教会に行く度に思い出す話
これは、道徳の授業などでも教材にされることのある、よく知られた話である。皆ワインを入れるんだし、自分だけ誤魔化しても大丈夫だろう……村人全員がそう思っていた。その結果として、樽は水で満たされていた、という話である。ある村での話。長年村のために尽力している村長さんの永年勤続のお祝いをしよう、という話になって、村人達から、村長に何かプレゼントをしようということになりました。決して裕福ではない村で、あまり高価な記念品を買うこともできそうになく、皆で話し合った結果、ワインを贈ろうということになりました。
村の広場に、空の樽がひとつ置かれました。つまり、皆が家のワインを持ち寄ってこの樽に入れていき、樽が一杯になったら、栓をして、村長にプレゼントすればいいだろう……という考えだったわけです。しばらくして樽は一杯に満たされ、数人の村人がこの樽を村長の家まで運びました。
樽を贈られた日の夜。村長は、早速ワインをいただくことにしました。樽の中身をカップに注ぎ、にこにこしながらそれを口に含んだ次の瞬間、村長が顔をしかめました。彼の口に入っていたのは、ただの水だったのです。
所属教会のミサに行く度に、僕はこの話を思い出さずにはおれない。とにかく、この教会の会衆は、祈りの言葉も、聖歌も、悉く自らの意志を以て口にすることがない。だから、統制は取れないし、いつもモヤモヤとした感じで、何を言っているのか判然としない。歌に至っては、ちゃんと声を出して歌っていると奇異の目でみられる程である。
このような状況になってしまう理由は何だろうか。それは簡単な話である。皆唱えるんだから、皆歌うんだから、自分だけがそれを声にしなくとも大丈夫だ……皆がそう思っているからである。しかし、日曜の朝、普通の人が家でブランチでも食べているような時間に、こうやって一堂に会しているのは何の為なのだろうか? この人々は、一体何をしにここに来ているのだろうか?
それは、聖体拝領のときに明らかになる。あれ程主体性をみせず、怠惰であった人々が、聖体拝領のときだけは皆並び、ホスチアを口にするのである。なるほど、彼等にとってミサとはホスチアを食うことで、彼等はホスチアを食いにここに来ているのであろう。そうに違いあるまい。

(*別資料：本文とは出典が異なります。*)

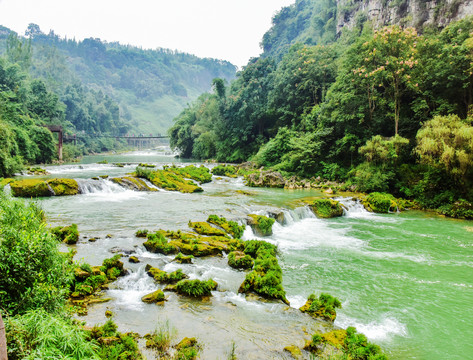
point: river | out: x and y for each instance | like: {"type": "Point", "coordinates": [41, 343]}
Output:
{"type": "Point", "coordinates": [405, 279]}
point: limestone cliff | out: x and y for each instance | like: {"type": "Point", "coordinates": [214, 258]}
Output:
{"type": "Point", "coordinates": [416, 13]}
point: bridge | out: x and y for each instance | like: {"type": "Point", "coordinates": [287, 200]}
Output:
{"type": "Point", "coordinates": [140, 141]}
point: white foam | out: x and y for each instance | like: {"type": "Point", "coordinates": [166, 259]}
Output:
{"type": "Point", "coordinates": [381, 330]}
{"type": "Point", "coordinates": [130, 289]}
{"type": "Point", "coordinates": [311, 233]}
{"type": "Point", "coordinates": [297, 301]}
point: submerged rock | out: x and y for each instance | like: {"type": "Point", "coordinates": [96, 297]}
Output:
{"type": "Point", "coordinates": [261, 225]}
{"type": "Point", "coordinates": [154, 297]}
{"type": "Point", "coordinates": [327, 208]}
{"type": "Point", "coordinates": [322, 307]}
{"type": "Point", "coordinates": [271, 179]}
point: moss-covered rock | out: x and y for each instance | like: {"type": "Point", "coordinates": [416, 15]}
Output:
{"type": "Point", "coordinates": [460, 209]}
{"type": "Point", "coordinates": [261, 225]}
{"type": "Point", "coordinates": [154, 297]}
{"type": "Point", "coordinates": [346, 344]}
{"type": "Point", "coordinates": [132, 183]}
{"type": "Point", "coordinates": [266, 278]}
{"type": "Point", "coordinates": [43, 188]}
{"type": "Point", "coordinates": [203, 228]}
{"type": "Point", "coordinates": [30, 188]}
{"type": "Point", "coordinates": [157, 243]}
{"type": "Point", "coordinates": [231, 227]}
{"type": "Point", "coordinates": [173, 242]}
{"type": "Point", "coordinates": [295, 352]}
{"type": "Point", "coordinates": [322, 307]}
{"type": "Point", "coordinates": [381, 203]}
{"type": "Point", "coordinates": [196, 288]}
{"type": "Point", "coordinates": [240, 260]}
{"type": "Point", "coordinates": [141, 233]}
{"type": "Point", "coordinates": [164, 277]}
{"type": "Point", "coordinates": [183, 259]}
{"type": "Point", "coordinates": [63, 187]}
{"type": "Point", "coordinates": [225, 170]}
{"type": "Point", "coordinates": [36, 171]}
{"type": "Point", "coordinates": [327, 208]}
{"type": "Point", "coordinates": [271, 179]}
{"type": "Point", "coordinates": [67, 234]}
{"type": "Point", "coordinates": [168, 180]}
{"type": "Point", "coordinates": [133, 260]}
{"type": "Point", "coordinates": [200, 174]}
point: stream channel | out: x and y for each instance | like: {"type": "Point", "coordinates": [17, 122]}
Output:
{"type": "Point", "coordinates": [405, 280]}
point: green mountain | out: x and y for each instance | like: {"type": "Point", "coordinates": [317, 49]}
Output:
{"type": "Point", "coordinates": [150, 86]}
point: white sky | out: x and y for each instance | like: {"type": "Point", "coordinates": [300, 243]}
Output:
{"type": "Point", "coordinates": [223, 29]}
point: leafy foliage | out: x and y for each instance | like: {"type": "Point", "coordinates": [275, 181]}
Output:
{"type": "Point", "coordinates": [33, 273]}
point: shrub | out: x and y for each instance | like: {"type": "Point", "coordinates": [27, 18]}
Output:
{"type": "Point", "coordinates": [33, 273]}
{"type": "Point", "coordinates": [239, 260]}
{"type": "Point", "coordinates": [327, 208]}
{"type": "Point", "coordinates": [380, 202]}
{"type": "Point", "coordinates": [40, 335]}
{"type": "Point", "coordinates": [161, 338]}
{"type": "Point", "coordinates": [224, 170]}
{"type": "Point", "coordinates": [262, 225]}
{"type": "Point", "coordinates": [229, 226]}
{"type": "Point", "coordinates": [196, 288]}
{"type": "Point", "coordinates": [322, 307]}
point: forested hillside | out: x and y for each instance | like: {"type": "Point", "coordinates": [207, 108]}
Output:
{"type": "Point", "coordinates": [383, 109]}
{"type": "Point", "coordinates": [150, 86]}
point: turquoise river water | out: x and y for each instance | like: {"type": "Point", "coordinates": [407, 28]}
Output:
{"type": "Point", "coordinates": [405, 279]}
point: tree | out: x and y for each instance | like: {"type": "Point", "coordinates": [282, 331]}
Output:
{"type": "Point", "coordinates": [446, 142]}
{"type": "Point", "coordinates": [386, 62]}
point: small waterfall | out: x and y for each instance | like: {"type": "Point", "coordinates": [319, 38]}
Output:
{"type": "Point", "coordinates": [99, 186]}
{"type": "Point", "coordinates": [129, 290]}
{"type": "Point", "coordinates": [353, 207]}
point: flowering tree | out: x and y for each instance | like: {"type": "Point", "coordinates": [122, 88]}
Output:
{"type": "Point", "coordinates": [385, 67]}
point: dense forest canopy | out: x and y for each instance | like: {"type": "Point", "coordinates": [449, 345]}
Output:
{"type": "Point", "coordinates": [89, 88]}
{"type": "Point", "coordinates": [150, 86]}
{"type": "Point", "coordinates": [357, 108]}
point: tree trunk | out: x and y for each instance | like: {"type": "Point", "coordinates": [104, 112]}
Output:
{"type": "Point", "coordinates": [3, 341]}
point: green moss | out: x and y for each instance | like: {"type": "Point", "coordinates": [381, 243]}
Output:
{"type": "Point", "coordinates": [200, 174]}
{"type": "Point", "coordinates": [141, 233]}
{"type": "Point", "coordinates": [168, 180]}
{"type": "Point", "coordinates": [114, 345]}
{"type": "Point", "coordinates": [327, 208]}
{"type": "Point", "coordinates": [231, 227]}
{"type": "Point", "coordinates": [30, 188]}
{"type": "Point", "coordinates": [204, 228]}
{"type": "Point", "coordinates": [381, 203]}
{"type": "Point", "coordinates": [351, 344]}
{"type": "Point", "coordinates": [239, 260]}
{"type": "Point", "coordinates": [157, 243]}
{"type": "Point", "coordinates": [67, 234]}
{"type": "Point", "coordinates": [64, 186]}
{"type": "Point", "coordinates": [322, 307]}
{"type": "Point", "coordinates": [36, 171]}
{"type": "Point", "coordinates": [225, 170]}
{"type": "Point", "coordinates": [196, 288]}
{"type": "Point", "coordinates": [183, 259]}
{"type": "Point", "coordinates": [460, 209]}
{"type": "Point", "coordinates": [132, 183]}
{"type": "Point", "coordinates": [164, 277]}
{"type": "Point", "coordinates": [43, 188]}
{"type": "Point", "coordinates": [154, 297]}
{"type": "Point", "coordinates": [266, 277]}
{"type": "Point", "coordinates": [187, 349]}
{"type": "Point", "coordinates": [261, 225]}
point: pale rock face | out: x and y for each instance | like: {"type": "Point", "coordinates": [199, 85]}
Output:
{"type": "Point", "coordinates": [416, 13]}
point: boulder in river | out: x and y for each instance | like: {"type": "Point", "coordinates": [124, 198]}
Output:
{"type": "Point", "coordinates": [327, 208]}
{"type": "Point", "coordinates": [154, 297]}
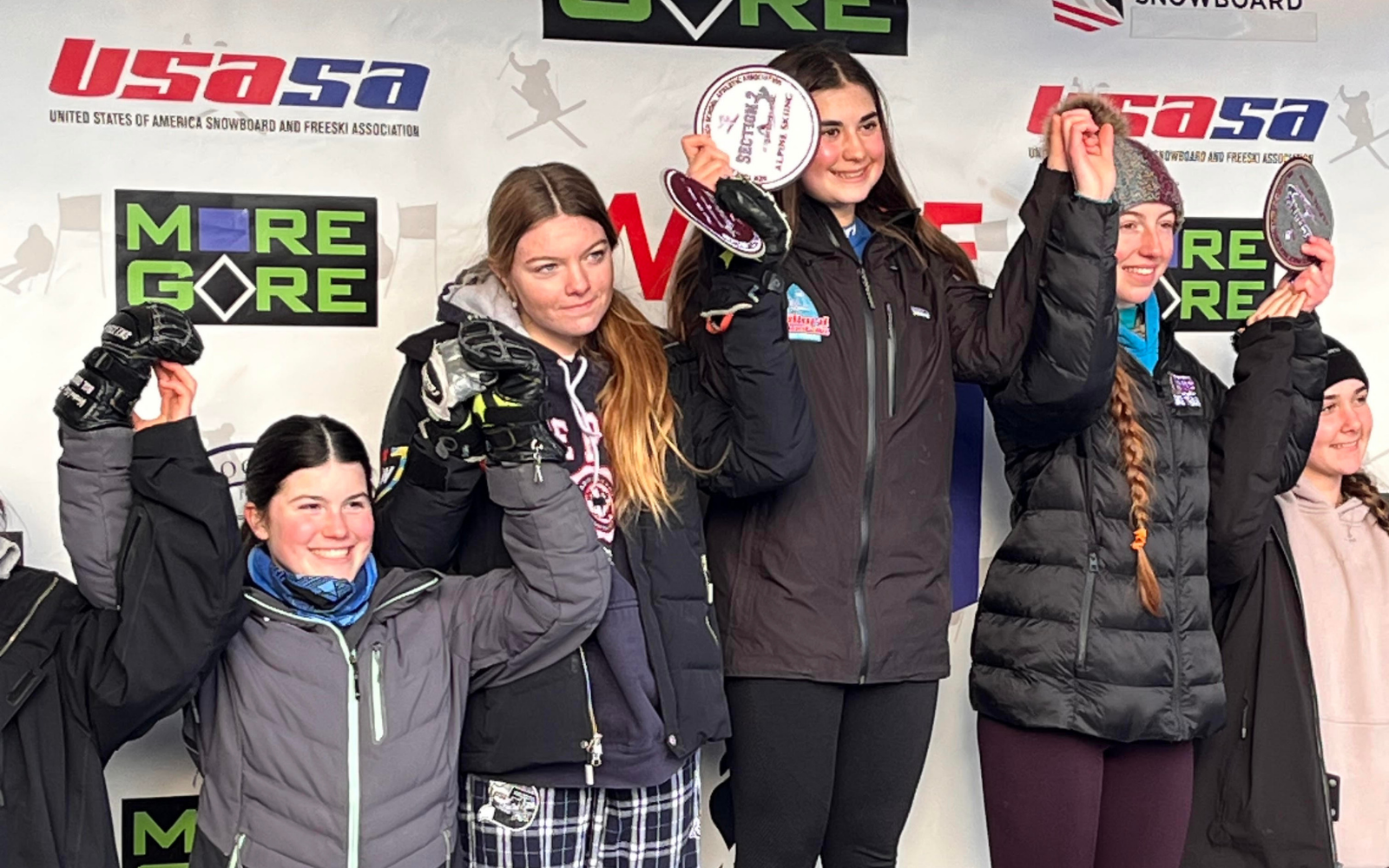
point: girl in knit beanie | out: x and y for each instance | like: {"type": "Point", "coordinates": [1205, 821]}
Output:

しかし、そんな人々に聖体の霊性なんてものが本当に齎されるのか? 僕には到底そうは思われない。だから、僕は周囲に奇異の目で見られながらも、祈り、歌い、そして聖体を戴く。周囲の連中がどんなであったとしても、僕は断じて、ホスチアを食いに教会に来ているのではないのだ。彼等に迎合していたら、自分が駄目になってしまう。樽に水を入れるような真似だけは、僕はしたくはないのである。